Late last year news emerged that a New Zealand gin had won the highest accolade in the global industry: best London dry gin at the global International Wine and Spirits Competition.
It was a great win to get after a big run and a lot of change. The gin had recently changed its name from Rogue Society to Scapegrace, a huge undertaking and big risk in the name of the bigger game of making it overseas. And making it they are, beating more than 600 other gins to take out that supreme award. That 600 number represents a 50% increase in entrants from the year before, part of the huge wave of growth in gin that the Scapegrace guys timed very well, having started in 2014.
How do you go from a standing start in four years to the top? How do you become the top selling super premium gin in New Zealand in even shorter time? And how do you add around 40 countries and heaps of states in the US while changing your name? To talk the journey, co-founders Daniel Mclaughlin and Mark Neal joined the pod.
Either download this episode (right click and save), have a listen below or via Spotify, subscribe through iTunes (RSS feed) or read on for a transcribed excerpt.
So how did you come to start a gin company?
Daniel: We started seven years ago. Mark is actually my brother-in-law so [and] we used to get together a lot and drink gin from all around the world. We came to the realisation that you could walk into a local liquor store and there’d be a lot of gins from the likes of the UK, Europe and the US, but there wasn’t anything that represented New Zealand. We thought with New Zealand being this clean and pure environment, there was an opportunity to explore a premium New Zealand gin.

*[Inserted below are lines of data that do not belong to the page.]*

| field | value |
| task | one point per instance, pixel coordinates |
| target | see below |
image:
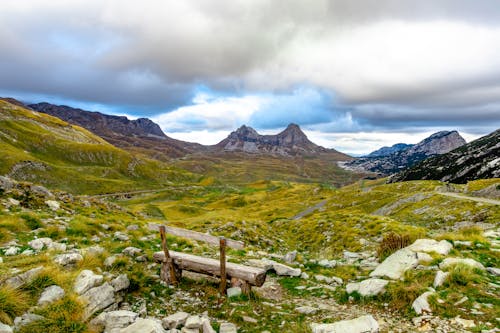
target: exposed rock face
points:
(437, 143)
(290, 142)
(478, 159)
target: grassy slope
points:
(71, 158)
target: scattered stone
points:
(421, 305)
(234, 292)
(52, 204)
(51, 294)
(121, 236)
(228, 328)
(113, 321)
(26, 277)
(307, 310)
(367, 288)
(121, 282)
(131, 251)
(394, 266)
(26, 319)
(98, 298)
(12, 251)
(430, 245)
(284, 270)
(147, 325)
(363, 324)
(86, 280)
(176, 320)
(5, 328)
(67, 259)
(448, 262)
(290, 257)
(440, 278)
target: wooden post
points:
(222, 244)
(168, 260)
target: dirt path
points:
(465, 197)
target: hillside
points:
(41, 148)
(475, 160)
(437, 143)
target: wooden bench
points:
(173, 263)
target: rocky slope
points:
(140, 136)
(475, 160)
(437, 143)
(290, 142)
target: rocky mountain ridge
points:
(438, 143)
(475, 160)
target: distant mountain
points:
(437, 143)
(139, 136)
(475, 160)
(386, 151)
(290, 142)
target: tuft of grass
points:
(13, 302)
(391, 243)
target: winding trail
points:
(465, 197)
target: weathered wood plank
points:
(253, 275)
(214, 240)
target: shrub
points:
(391, 243)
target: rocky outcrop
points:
(438, 143)
(478, 159)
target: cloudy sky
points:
(355, 74)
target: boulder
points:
(5, 328)
(51, 294)
(421, 305)
(448, 262)
(147, 325)
(394, 266)
(26, 277)
(228, 328)
(87, 280)
(114, 321)
(98, 298)
(363, 324)
(439, 278)
(121, 282)
(175, 320)
(430, 245)
(367, 288)
(67, 259)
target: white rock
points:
(193, 322)
(51, 294)
(447, 262)
(114, 321)
(68, 259)
(306, 310)
(12, 251)
(87, 280)
(284, 270)
(440, 278)
(54, 205)
(421, 305)
(147, 325)
(5, 328)
(364, 324)
(228, 328)
(98, 298)
(396, 264)
(121, 282)
(367, 288)
(175, 320)
(430, 245)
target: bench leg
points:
(165, 273)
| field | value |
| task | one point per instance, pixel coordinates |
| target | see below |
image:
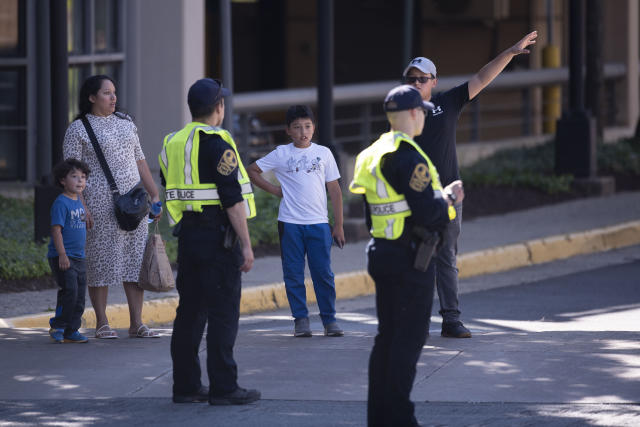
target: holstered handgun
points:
(230, 237)
(427, 241)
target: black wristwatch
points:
(452, 197)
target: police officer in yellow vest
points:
(209, 197)
(406, 207)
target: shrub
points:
(520, 167)
(20, 256)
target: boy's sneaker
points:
(455, 330)
(301, 327)
(76, 337)
(200, 395)
(56, 335)
(333, 330)
(239, 396)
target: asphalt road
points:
(560, 348)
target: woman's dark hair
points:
(91, 86)
(62, 169)
(298, 112)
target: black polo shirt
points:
(438, 138)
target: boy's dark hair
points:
(298, 112)
(62, 169)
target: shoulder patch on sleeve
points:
(420, 178)
(228, 162)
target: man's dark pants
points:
(404, 297)
(447, 270)
(72, 288)
(208, 284)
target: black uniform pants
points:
(208, 284)
(72, 287)
(404, 297)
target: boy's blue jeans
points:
(72, 287)
(314, 241)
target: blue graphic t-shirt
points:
(69, 214)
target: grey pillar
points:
(325, 76)
(575, 137)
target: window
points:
(94, 44)
(12, 38)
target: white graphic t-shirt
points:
(302, 173)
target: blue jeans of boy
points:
(314, 241)
(72, 287)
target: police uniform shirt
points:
(438, 139)
(407, 172)
(216, 165)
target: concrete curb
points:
(359, 283)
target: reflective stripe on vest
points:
(388, 209)
(179, 164)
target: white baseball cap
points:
(423, 64)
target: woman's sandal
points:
(104, 332)
(144, 332)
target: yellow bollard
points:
(551, 95)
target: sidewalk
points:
(487, 245)
(560, 349)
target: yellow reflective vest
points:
(388, 209)
(179, 164)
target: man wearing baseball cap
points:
(405, 209)
(209, 196)
(438, 141)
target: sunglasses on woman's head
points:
(421, 79)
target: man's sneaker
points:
(76, 337)
(201, 395)
(333, 330)
(301, 327)
(240, 396)
(455, 330)
(56, 335)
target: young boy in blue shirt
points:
(303, 169)
(66, 251)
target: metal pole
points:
(45, 194)
(59, 77)
(325, 76)
(43, 61)
(407, 45)
(227, 60)
(595, 65)
(576, 55)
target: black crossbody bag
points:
(129, 208)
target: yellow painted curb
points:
(359, 283)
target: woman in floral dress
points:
(114, 256)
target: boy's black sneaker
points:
(202, 395)
(455, 330)
(239, 396)
(57, 335)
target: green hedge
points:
(20, 257)
(520, 167)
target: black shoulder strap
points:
(100, 155)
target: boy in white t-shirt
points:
(303, 168)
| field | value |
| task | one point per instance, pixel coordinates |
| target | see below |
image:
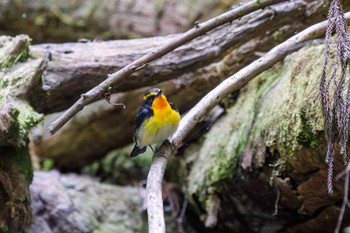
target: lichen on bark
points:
(268, 150)
(18, 78)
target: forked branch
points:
(231, 84)
(116, 78)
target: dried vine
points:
(335, 87)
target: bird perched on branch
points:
(156, 121)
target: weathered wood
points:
(109, 127)
(81, 66)
(59, 21)
(73, 204)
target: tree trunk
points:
(106, 127)
(58, 21)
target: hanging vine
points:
(335, 87)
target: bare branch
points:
(117, 77)
(231, 84)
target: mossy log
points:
(58, 21)
(261, 167)
(197, 67)
(19, 76)
(72, 203)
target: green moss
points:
(47, 164)
(4, 228)
(277, 111)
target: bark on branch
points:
(117, 77)
(231, 84)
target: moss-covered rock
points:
(264, 161)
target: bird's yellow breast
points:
(163, 123)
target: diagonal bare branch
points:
(231, 84)
(116, 78)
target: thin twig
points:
(230, 85)
(116, 78)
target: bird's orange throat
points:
(160, 103)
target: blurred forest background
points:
(255, 163)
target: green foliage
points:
(47, 164)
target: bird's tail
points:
(137, 150)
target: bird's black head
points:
(151, 94)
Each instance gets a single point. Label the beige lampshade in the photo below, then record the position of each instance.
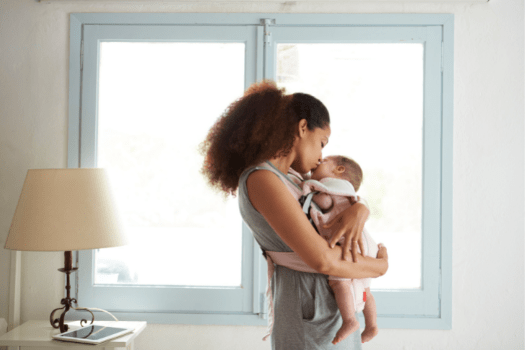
(66, 209)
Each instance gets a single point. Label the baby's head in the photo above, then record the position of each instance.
(339, 167)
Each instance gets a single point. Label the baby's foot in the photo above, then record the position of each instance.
(348, 327)
(369, 333)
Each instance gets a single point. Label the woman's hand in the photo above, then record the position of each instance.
(350, 223)
(383, 255)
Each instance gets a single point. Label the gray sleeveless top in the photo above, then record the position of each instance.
(306, 314)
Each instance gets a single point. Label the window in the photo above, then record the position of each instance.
(144, 90)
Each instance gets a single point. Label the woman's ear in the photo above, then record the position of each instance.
(303, 127)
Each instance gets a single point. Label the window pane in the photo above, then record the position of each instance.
(156, 104)
(374, 93)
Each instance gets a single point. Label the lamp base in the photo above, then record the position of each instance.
(67, 301)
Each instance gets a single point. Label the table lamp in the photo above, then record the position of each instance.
(66, 210)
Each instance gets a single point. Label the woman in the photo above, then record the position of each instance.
(250, 148)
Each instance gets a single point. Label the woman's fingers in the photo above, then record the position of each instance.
(361, 245)
(354, 251)
(382, 253)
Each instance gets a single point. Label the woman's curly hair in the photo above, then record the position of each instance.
(260, 125)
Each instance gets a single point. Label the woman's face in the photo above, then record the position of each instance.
(308, 147)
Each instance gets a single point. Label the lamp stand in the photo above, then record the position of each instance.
(67, 301)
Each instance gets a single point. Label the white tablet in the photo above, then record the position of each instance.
(93, 334)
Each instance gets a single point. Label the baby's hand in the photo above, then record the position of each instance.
(369, 333)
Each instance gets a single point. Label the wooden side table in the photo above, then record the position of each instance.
(40, 333)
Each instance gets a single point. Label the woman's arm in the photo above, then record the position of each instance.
(271, 198)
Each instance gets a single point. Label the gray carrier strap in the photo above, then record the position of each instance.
(308, 202)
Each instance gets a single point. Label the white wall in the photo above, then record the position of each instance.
(488, 265)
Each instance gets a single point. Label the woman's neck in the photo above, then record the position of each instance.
(283, 163)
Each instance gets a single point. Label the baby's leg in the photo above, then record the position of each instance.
(345, 302)
(370, 314)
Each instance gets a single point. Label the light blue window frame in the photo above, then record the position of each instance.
(429, 307)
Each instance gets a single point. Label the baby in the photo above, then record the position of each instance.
(337, 179)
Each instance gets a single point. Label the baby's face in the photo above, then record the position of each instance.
(325, 169)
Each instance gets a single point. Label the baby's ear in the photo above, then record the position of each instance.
(340, 169)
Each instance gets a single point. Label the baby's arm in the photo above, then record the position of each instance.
(324, 201)
(370, 314)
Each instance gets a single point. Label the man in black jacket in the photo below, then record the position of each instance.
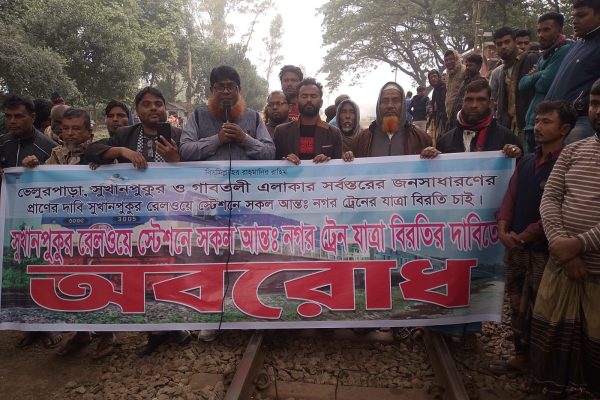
(22, 139)
(477, 129)
(140, 143)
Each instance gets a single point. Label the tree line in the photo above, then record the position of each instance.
(92, 51)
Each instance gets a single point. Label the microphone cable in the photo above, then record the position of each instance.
(227, 108)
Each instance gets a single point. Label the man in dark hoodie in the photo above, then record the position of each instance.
(348, 120)
(477, 128)
(576, 75)
(390, 134)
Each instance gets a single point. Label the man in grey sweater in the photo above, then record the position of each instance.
(225, 127)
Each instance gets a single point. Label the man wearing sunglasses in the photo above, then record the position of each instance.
(225, 128)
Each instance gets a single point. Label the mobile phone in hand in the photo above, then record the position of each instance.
(164, 129)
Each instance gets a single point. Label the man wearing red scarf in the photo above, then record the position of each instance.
(477, 129)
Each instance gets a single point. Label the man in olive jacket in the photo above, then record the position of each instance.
(308, 138)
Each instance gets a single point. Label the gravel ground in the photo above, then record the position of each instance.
(202, 370)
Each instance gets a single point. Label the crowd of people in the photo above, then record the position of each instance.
(532, 105)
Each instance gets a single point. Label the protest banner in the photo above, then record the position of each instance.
(395, 241)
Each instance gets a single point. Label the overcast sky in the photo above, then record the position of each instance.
(302, 46)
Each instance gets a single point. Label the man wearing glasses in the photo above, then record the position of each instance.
(225, 128)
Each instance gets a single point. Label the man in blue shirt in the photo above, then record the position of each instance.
(582, 66)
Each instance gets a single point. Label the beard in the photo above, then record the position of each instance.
(236, 109)
(279, 120)
(390, 123)
(307, 110)
(349, 129)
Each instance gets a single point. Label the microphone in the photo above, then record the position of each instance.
(227, 109)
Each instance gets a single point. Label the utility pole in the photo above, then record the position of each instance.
(476, 25)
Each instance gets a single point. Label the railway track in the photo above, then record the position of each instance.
(253, 375)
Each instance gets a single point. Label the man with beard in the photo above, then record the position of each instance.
(117, 115)
(76, 131)
(473, 65)
(565, 331)
(139, 144)
(456, 72)
(336, 103)
(348, 119)
(22, 139)
(21, 142)
(523, 40)
(477, 130)
(225, 128)
(554, 49)
(574, 78)
(277, 110)
(512, 104)
(308, 138)
(290, 76)
(391, 134)
(437, 107)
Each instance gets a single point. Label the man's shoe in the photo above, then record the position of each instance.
(208, 335)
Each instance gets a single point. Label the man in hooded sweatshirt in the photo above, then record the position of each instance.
(348, 119)
(390, 134)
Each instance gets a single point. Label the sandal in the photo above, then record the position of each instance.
(75, 344)
(51, 340)
(28, 339)
(154, 341)
(106, 345)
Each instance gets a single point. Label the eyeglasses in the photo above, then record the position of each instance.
(225, 88)
(276, 104)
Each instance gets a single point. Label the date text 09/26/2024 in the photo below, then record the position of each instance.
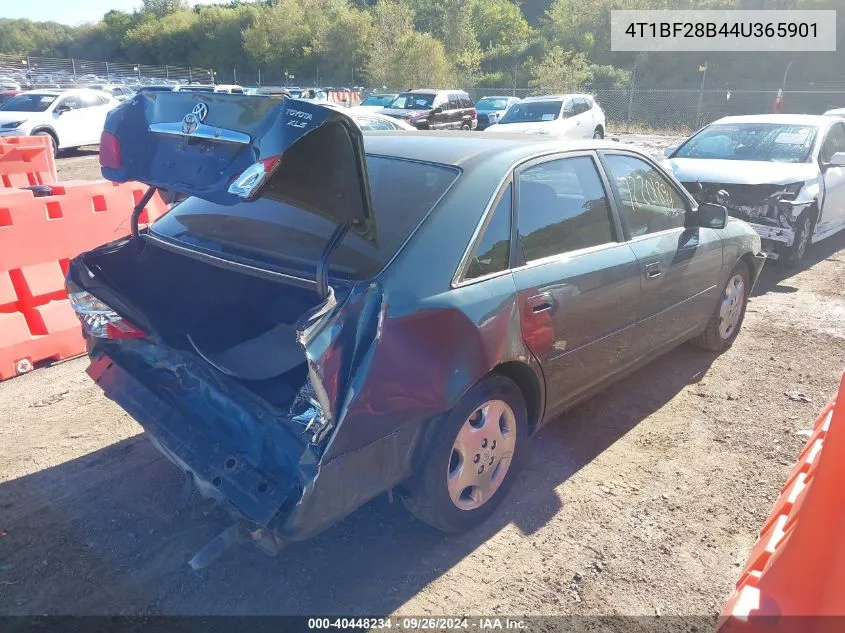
(417, 624)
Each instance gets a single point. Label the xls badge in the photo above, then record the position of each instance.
(192, 120)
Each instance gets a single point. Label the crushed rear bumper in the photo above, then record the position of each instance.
(256, 463)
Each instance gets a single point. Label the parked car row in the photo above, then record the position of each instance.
(336, 314)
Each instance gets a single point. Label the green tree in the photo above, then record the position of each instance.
(560, 71)
(160, 8)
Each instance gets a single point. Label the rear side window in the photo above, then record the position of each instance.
(562, 207)
(492, 251)
(281, 234)
(649, 204)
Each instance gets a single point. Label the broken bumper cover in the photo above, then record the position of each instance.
(247, 460)
(774, 233)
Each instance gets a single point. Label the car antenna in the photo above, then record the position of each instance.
(136, 211)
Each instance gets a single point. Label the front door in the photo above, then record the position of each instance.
(680, 267)
(832, 215)
(71, 124)
(579, 286)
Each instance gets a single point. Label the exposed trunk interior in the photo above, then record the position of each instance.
(241, 324)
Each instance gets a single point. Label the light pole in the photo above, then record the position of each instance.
(785, 74)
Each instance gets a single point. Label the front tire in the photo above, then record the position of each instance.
(53, 142)
(726, 320)
(473, 457)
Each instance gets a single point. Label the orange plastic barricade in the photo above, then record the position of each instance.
(38, 237)
(26, 161)
(794, 579)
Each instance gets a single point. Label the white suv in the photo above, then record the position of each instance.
(71, 118)
(563, 116)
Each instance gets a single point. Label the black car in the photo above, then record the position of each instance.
(347, 316)
(428, 109)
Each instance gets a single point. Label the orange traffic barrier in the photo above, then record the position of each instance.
(38, 237)
(795, 576)
(26, 161)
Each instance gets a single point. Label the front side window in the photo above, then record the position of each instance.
(492, 252)
(562, 207)
(834, 142)
(369, 124)
(648, 203)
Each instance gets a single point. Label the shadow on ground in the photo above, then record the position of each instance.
(103, 533)
(777, 274)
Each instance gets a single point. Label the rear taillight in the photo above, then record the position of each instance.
(109, 150)
(98, 319)
(253, 177)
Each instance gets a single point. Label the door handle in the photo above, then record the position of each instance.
(653, 270)
(543, 302)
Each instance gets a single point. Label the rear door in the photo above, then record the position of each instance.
(97, 108)
(680, 268)
(578, 281)
(454, 111)
(833, 208)
(440, 120)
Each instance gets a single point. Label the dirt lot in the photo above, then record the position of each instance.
(645, 499)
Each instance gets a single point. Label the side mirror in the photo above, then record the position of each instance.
(837, 160)
(712, 216)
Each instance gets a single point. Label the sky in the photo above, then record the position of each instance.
(70, 11)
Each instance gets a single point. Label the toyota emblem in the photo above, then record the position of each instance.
(190, 124)
(200, 111)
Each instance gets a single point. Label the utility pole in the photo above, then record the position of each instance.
(703, 71)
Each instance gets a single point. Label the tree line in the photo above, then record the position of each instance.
(548, 44)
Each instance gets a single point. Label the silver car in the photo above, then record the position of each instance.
(782, 173)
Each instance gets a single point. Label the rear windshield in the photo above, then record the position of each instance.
(413, 101)
(492, 103)
(532, 112)
(768, 142)
(275, 233)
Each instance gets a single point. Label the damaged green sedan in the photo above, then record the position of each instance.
(324, 317)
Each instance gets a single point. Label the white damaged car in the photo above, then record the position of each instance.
(782, 173)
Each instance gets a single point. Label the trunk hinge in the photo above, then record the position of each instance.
(136, 212)
(323, 264)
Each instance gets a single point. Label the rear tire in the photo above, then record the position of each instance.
(473, 457)
(726, 320)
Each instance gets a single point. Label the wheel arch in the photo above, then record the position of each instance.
(529, 384)
(49, 130)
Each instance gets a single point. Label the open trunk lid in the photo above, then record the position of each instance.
(223, 148)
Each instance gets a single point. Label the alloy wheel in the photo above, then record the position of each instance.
(730, 309)
(481, 455)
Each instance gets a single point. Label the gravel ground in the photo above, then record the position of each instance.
(644, 500)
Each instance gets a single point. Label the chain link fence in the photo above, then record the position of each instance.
(48, 72)
(682, 110)
(631, 109)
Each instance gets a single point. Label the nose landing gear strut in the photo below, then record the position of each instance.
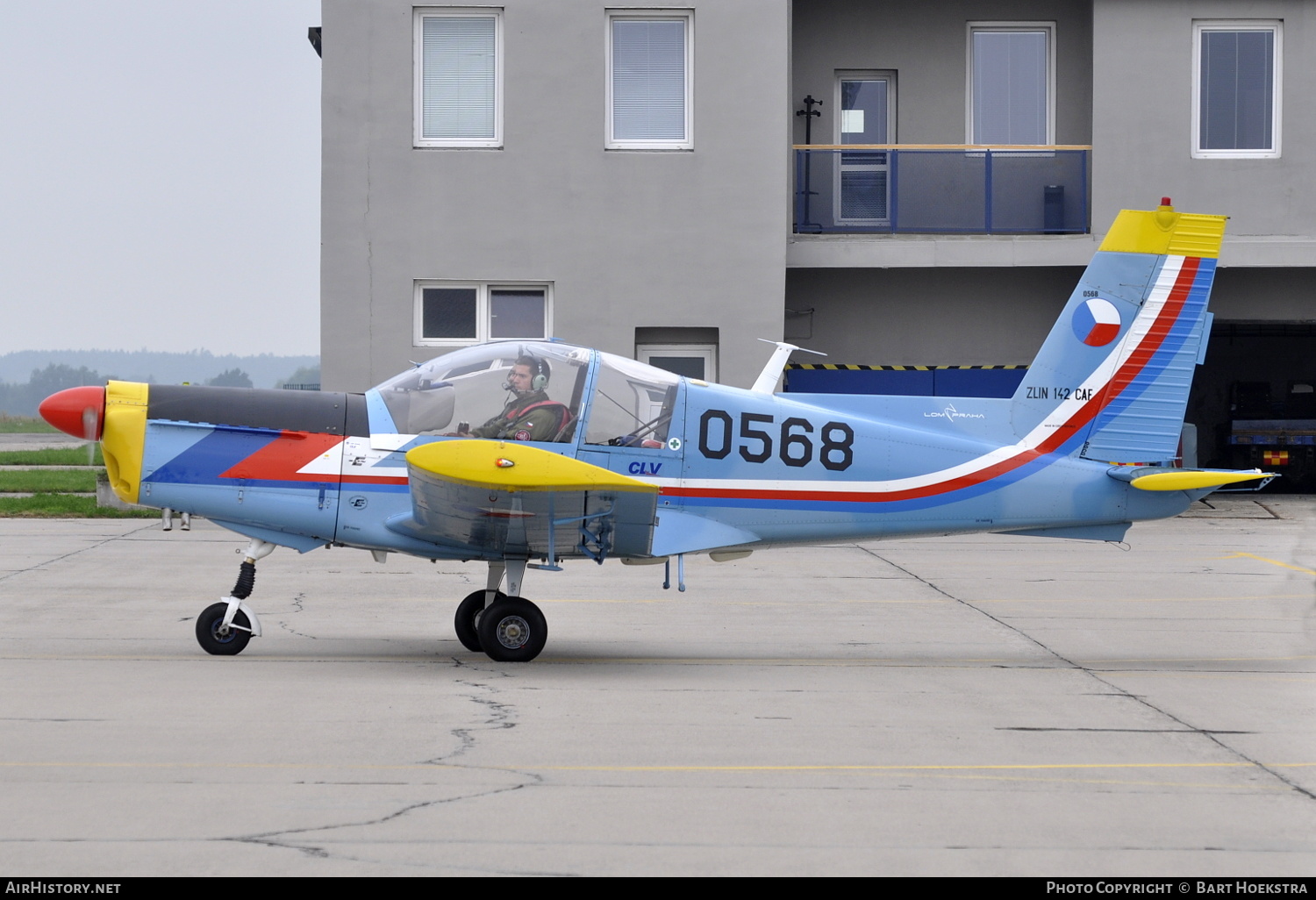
(223, 629)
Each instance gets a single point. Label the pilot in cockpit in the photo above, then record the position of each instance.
(529, 415)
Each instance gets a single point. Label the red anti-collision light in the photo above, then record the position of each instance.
(76, 411)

We knew the gin category was quite stuffy, English and very traditional and being in our early 30s there wasn’t really anything that spoke to who we were as gin drinkers. So we started on our gin journey: who makes the best gin? What’s on the market at the moment? Talking to distillers and bartenders and really just diving into the whole process and then doing a lot of work on brand positioning and market. We spent about 2-3 years working on the product that we launched in February 2014 and we’ve been running ever since.
What was the thing that pushed you to finally launch the gin?
Well, I guess it was realising we actually had something good for a liquid perspective. We basically had to test that in front of a lot of bartenders, experts in the industry and distributors, from that we realised the spirit was actually really good. We moved on to the brand positioning more where we really wanted the brand to be positioned and we found a really nice sweet spot, as well as a combination of working on the brand, packaging design and all that kind of stuff as well.
So yeah, we were really happy with the product that we had and people were saying the same thing. Not just friends and family that had to say ‘this is great’ but actually putting it in front of an audience full of experts who were saying it’s good too – then you know you’ve got to give it a crack.
How long did it take before you were the top-selling premium gin in New Zealand?
It was a number of years before we really cracked that. We started off from day one and it was myself and Mark slinging cases out of a small office in Grey Lynn; it was just the two of us. Mark would maybe look after sales and I would look after the commercial side of things and we were basically shoving cases out the office door. We built around 100 odd bars as customers and maybe 30 to40 retailers, and after about six months we got our first distributor online which was Hancocks Wine Beer and Spirits Merchants. They basically took us from a small distribution base to a really large distribution base throughout the country. We ranged in a lot of the best bars and restaurants and hotels and pretty much most liquor stores, and that allowed us to take a step back and work on the brand.